Enquanto durou, encheu-a de contentamento e também alargou-a um
pouco nos quadris. Da Mata notou bem esse detalhe quando lhe abriram o
lençol onde estava embrulhado o cadáver nu.
8
Que espécie de nostalgia
formiga no ar encrespado dessas terras sedimentárias, que em névoas
pré-históricas teriam sido cobertas por águas oceânicas?
Sem dúvida, a nostalgia do calor humano das praias. De qualquer
modo, em 89 isto já era uma legítima região intertropical,
propícia às doenças e à prevaricação.
Para piorar, os hotéis andavam cheios e proliferavam os cortiços.

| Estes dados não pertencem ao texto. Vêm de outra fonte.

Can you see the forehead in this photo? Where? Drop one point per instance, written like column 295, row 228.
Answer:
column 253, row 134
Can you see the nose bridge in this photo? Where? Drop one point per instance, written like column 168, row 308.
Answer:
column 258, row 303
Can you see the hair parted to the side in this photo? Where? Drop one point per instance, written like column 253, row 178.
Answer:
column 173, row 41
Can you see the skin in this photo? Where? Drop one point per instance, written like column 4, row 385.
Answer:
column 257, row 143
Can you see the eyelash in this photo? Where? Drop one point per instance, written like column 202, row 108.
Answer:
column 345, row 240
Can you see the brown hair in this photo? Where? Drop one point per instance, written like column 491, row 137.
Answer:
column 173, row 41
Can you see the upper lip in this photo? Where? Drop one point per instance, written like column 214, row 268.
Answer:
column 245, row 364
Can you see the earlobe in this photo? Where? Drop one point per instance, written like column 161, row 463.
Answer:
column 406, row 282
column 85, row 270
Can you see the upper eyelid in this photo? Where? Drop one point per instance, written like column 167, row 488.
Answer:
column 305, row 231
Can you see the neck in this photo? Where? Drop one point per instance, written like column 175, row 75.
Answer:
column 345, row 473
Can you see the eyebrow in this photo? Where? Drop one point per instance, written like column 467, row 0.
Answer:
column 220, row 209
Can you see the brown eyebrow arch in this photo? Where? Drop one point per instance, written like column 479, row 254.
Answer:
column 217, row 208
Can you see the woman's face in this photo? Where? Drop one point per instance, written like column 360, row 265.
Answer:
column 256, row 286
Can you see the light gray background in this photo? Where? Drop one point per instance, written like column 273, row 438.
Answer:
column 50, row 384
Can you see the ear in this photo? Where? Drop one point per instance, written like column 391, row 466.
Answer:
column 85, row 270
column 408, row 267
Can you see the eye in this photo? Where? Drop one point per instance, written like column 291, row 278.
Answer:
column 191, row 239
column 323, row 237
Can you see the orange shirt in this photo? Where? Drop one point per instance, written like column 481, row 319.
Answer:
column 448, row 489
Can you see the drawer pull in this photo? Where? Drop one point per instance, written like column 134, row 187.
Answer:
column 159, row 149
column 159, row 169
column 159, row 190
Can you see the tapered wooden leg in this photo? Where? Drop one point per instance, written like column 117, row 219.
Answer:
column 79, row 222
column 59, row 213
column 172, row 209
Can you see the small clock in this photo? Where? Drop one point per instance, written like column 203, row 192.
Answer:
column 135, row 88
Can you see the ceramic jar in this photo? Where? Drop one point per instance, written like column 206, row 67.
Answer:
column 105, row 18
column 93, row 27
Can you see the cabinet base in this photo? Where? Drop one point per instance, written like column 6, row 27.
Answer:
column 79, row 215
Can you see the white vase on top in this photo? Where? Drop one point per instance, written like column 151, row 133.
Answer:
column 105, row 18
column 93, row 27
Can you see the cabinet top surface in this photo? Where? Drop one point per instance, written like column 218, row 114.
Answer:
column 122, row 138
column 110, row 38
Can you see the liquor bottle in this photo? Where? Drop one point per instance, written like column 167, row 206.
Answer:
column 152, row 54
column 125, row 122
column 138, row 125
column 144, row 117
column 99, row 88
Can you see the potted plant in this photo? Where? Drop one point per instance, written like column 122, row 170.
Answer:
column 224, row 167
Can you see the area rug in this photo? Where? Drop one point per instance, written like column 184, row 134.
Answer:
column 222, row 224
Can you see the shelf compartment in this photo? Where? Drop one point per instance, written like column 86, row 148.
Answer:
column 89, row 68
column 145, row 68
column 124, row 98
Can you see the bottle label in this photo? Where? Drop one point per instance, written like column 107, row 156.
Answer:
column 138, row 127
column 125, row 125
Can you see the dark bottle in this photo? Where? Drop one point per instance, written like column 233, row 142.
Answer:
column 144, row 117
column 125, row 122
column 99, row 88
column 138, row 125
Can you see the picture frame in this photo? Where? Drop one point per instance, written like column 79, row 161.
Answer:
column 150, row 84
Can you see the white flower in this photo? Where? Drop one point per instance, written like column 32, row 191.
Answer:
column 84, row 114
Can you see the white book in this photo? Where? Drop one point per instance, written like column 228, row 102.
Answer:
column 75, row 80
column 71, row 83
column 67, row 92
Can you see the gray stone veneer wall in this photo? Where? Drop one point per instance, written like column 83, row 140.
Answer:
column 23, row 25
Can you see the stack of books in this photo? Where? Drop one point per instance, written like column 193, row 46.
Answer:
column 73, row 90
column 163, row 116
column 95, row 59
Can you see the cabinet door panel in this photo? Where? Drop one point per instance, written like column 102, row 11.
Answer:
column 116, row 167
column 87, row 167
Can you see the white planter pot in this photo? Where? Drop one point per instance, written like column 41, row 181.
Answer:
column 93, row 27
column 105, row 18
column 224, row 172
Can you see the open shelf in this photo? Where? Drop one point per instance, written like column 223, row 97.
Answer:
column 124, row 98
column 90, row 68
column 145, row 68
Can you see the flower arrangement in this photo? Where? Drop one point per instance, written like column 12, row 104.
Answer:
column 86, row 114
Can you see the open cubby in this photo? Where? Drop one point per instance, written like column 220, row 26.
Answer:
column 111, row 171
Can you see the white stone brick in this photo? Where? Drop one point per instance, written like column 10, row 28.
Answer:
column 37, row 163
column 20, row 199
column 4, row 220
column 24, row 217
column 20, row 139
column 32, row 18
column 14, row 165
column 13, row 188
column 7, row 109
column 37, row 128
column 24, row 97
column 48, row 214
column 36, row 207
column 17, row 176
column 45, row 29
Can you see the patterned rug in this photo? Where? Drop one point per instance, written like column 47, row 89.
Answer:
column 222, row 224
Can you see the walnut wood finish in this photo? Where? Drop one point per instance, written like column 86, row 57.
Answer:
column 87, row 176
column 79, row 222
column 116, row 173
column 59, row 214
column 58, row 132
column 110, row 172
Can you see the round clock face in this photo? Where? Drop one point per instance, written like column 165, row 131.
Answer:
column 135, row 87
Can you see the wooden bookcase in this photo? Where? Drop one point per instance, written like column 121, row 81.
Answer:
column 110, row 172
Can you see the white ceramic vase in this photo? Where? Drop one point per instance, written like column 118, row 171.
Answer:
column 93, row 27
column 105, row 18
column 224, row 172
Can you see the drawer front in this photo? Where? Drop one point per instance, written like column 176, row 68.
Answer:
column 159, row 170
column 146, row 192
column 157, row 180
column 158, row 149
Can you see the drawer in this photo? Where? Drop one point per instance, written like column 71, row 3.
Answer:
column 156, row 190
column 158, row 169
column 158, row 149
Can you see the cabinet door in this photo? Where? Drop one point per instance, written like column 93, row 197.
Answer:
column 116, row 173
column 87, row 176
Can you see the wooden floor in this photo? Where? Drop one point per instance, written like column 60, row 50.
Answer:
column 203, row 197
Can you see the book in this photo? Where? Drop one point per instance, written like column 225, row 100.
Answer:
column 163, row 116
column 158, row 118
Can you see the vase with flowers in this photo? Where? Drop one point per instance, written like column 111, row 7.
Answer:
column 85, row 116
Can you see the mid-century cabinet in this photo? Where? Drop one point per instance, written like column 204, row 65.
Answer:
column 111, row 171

Mas posava de capital agrícola da província e dizem que a
febre veio por pura mandinga paulistana. Nossos concidadãos eram
tão altivos e orgulhosos que na rua se comportavam como desconhecidos
só para se darem a impressão de habitar uma cidade grande.

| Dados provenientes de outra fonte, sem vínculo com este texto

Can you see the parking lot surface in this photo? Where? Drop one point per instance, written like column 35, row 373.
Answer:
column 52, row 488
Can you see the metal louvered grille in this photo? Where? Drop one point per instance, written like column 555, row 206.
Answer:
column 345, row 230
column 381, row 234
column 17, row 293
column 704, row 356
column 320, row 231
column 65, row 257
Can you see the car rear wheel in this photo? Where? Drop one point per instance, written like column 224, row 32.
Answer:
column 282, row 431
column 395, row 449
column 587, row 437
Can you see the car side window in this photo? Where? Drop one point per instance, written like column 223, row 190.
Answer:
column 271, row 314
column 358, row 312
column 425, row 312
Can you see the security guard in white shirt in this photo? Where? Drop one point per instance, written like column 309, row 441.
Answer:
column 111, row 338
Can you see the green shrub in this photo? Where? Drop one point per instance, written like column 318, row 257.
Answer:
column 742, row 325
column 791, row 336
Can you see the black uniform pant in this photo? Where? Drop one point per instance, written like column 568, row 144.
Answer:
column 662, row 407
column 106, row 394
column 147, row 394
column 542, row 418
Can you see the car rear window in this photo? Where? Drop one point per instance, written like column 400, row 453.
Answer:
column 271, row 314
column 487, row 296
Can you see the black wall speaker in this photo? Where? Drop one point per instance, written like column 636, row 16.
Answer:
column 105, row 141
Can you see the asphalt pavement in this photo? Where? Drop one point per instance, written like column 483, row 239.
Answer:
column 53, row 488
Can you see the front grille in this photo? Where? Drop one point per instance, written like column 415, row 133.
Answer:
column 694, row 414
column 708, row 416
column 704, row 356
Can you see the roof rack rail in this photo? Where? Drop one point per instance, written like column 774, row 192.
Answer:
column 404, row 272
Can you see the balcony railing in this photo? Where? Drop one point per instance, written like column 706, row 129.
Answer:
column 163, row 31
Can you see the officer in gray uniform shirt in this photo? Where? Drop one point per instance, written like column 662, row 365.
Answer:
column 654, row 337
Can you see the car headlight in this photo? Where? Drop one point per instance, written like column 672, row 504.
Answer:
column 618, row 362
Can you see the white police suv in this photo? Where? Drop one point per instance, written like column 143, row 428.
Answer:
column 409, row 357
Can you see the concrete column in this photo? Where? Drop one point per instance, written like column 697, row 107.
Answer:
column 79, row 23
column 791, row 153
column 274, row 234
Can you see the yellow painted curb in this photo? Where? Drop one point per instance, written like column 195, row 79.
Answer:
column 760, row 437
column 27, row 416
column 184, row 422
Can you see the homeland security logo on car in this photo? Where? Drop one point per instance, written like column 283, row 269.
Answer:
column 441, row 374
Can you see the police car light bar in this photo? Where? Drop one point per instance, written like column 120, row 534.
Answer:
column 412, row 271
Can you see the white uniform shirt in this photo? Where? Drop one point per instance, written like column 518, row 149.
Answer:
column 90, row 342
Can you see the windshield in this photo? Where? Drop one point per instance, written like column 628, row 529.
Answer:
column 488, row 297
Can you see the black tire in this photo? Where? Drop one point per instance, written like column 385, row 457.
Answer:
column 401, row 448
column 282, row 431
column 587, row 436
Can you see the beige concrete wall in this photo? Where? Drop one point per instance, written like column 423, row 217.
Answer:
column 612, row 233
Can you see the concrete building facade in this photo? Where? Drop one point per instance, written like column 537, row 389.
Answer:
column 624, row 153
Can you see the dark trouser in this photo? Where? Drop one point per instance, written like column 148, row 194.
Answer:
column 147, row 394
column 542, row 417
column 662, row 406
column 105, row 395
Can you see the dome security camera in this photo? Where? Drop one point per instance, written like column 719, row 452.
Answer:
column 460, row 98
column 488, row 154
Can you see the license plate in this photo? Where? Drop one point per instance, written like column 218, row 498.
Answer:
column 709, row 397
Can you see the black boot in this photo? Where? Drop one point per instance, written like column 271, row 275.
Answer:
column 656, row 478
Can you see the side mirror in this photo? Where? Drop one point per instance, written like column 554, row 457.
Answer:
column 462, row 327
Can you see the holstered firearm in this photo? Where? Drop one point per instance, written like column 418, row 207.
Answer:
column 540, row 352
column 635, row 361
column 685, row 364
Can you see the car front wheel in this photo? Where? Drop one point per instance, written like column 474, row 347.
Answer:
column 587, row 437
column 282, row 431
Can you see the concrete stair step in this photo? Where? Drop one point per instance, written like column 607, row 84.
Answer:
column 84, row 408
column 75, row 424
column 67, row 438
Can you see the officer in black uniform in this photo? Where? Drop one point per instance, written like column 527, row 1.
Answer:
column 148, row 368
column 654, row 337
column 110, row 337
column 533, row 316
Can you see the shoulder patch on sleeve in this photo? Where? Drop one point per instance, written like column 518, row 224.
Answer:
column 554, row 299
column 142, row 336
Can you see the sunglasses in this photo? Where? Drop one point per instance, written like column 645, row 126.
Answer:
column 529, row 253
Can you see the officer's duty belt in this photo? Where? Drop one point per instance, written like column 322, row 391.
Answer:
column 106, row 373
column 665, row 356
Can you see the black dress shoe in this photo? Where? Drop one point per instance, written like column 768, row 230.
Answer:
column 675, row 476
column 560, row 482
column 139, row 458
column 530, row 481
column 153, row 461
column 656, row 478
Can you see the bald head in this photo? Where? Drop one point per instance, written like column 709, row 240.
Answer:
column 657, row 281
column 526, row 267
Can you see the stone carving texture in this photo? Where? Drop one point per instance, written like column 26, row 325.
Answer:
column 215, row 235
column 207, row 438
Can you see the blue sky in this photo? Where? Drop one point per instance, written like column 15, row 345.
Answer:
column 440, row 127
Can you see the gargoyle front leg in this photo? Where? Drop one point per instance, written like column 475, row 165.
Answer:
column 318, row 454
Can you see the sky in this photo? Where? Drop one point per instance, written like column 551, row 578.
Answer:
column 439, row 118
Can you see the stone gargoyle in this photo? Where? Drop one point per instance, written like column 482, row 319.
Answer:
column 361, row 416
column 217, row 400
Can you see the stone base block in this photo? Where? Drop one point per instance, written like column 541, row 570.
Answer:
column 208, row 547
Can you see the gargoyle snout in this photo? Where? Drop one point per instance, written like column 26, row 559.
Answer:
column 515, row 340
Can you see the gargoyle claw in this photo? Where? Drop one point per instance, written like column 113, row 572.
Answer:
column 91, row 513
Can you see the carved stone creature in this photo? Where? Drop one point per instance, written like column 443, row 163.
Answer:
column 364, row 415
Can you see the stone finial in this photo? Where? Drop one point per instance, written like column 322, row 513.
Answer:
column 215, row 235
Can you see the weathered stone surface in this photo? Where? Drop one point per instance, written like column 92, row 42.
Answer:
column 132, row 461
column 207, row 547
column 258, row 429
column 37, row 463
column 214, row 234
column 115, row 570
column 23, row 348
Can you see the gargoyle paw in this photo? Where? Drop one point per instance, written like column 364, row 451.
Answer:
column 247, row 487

No estrangeiro, quando interrogados, respondiam em primeiro lugar que eram
campineiros, só depois condescendendo em declarar que eram paulistas,
e a muito custo admitindo que eram brasileiros. Com a praga republicana,
que aqui vicejou como capim, alguém chegou a lançar a idéia
de uma República dos Estados Unidos de Campinas.
9
Mal amanhece, Da Mata manda encilhar
dois cavalos. São Paulo fica longe, mas como monarquista de opinião
não sente prazer nenhum em andar de trem. E viagem de negócios
apressadinha pode levar qualquer um a fazer bobagem. Monta com dificuldade
por causa da hérnia agigantada. Angélica sai à varanda
e acena quando ele parte em companhia de um ex-escravo, Lúcio. A
luminosidade é tanta que, à distância, ambos parecem
duendes entrando numa aquarela.
10
A inveja é um sentimento
poderoso. A liberdade das cocottes e a finesse do baronato deram asas compridas
à maledicência paulistana. Punha-se gosto científico
em propalar que nossa população masculina era de predominância
homossexual. Mas isso foi mais tarde. (Não importa, para o diabo
o rigor dos fatos.) Esse mesmo estigma ligaria Campinas à sorte
de uma outra cidade brasileira, do Sul, cujo nome é melhor não
dar. Entre as duas a maledicência construiu uma estrada imaginária,
a Transviadônica, por onde agora transitam, dizem os campineiros,
pelotões de paulistanos. Da Mata ia lerdo, gozando a paisagem.